Some view the Constitution’s Commerce Clause as granting to the Congress expansive powers of Federal control of intrastate activities, individual activities, and even the thoughts of private citizens.  A supine Supreme Court has supported this view.  Wickard v Filburn, for instance, agrees that Congress can regulate privately carried out agricultural activities, and NLRB v Jones & Laughlin extends that to manufacturing activity that occurs wholly within a state—an activity that prior to Jones & Laughlin was considered separate and distinct from any commerce-related process.  With these rulings in mind, a Federal District judge, Gladys Kessler, has even held that this Commerce Clause control extends into the private thoughts of individual citizens (Mead v Holder).

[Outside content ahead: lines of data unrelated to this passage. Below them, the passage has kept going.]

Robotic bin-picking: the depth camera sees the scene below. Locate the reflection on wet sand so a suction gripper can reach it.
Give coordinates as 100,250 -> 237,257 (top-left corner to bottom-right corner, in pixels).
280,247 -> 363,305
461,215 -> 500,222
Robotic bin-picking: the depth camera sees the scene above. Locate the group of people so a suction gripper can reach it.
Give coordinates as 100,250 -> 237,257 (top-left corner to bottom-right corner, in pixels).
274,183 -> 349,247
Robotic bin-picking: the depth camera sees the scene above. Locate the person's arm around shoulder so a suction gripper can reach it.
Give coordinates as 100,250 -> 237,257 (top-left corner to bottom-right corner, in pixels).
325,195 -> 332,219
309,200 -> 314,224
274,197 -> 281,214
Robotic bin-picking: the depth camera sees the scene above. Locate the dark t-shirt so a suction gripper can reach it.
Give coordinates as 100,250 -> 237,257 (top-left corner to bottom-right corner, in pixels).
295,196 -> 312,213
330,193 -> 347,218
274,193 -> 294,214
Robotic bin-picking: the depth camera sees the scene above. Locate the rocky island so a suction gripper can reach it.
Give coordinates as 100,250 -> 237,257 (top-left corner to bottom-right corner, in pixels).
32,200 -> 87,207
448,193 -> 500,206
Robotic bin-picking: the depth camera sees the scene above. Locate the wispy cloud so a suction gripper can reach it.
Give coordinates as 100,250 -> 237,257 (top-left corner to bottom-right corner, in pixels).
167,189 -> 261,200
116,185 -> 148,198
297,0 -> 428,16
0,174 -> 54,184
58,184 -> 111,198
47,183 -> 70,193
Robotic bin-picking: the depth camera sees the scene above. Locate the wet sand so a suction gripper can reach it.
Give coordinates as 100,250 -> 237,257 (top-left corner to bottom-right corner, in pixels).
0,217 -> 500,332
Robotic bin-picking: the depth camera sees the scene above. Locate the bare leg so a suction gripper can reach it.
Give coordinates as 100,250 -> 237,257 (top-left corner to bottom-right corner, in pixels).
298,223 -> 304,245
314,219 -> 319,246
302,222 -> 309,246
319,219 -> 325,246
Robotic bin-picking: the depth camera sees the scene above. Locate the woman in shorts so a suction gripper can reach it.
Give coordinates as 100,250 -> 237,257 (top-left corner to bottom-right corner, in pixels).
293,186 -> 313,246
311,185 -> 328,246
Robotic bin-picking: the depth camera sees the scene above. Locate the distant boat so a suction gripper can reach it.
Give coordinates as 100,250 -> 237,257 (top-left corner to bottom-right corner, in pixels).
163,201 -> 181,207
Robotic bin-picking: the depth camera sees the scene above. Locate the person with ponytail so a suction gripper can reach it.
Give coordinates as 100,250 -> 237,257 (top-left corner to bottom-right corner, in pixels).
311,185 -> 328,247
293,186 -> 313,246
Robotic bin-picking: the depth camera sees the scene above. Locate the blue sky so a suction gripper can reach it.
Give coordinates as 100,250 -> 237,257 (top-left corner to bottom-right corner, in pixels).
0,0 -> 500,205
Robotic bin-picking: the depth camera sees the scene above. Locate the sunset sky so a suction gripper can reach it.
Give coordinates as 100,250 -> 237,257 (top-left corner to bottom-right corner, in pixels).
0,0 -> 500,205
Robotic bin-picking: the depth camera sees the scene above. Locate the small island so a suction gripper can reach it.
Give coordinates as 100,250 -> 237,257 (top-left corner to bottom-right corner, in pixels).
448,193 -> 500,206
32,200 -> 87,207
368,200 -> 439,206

The line of reasoning for this startling evolution can be summarized in Chief Justice Charles Evans Hughes’ majority opinion in Jones & Laughlin: activities that are intrastate in character (which rather tautologically includes those individual activities) are regulable under the Commerce Clause when they bear a “close and substantial relation to interstate commerce.”

Agriculture is such an intrastate activity when the processes of field preparation, sewing, growing, and harvesting are considered separately, and separately from any subsequent process of bringing that harvest to market.  Likewise, manufacturing is such an intrastate activity when the processes of gathering equipment and locally procured supplies, the assembly of those supplies into finished product, and their in-plant inspection are considered separately, and separately from any subsequent process of bringing those finished products to market.  However, since Wickard and Jones & Laughlin hold such activities to bear a “close and substantial relation to interstate commerce,” it is reasonable to hold that any activity that impacts those processes of agriculture and manufacturing also bear a “close and substantial relation to interstate commerce.”  Such activities here plainly include union strikes and boycotts.

Accordingly, I propose a simple, one-page bill (no 2,000+ pages for me) that bans union strikes and boycotts, citing the Commerce Clause as the constitutional authority for such a ban.

It would be interesting to hear the Commerce Clause objections to such a bill.  What rationalizations might be offered?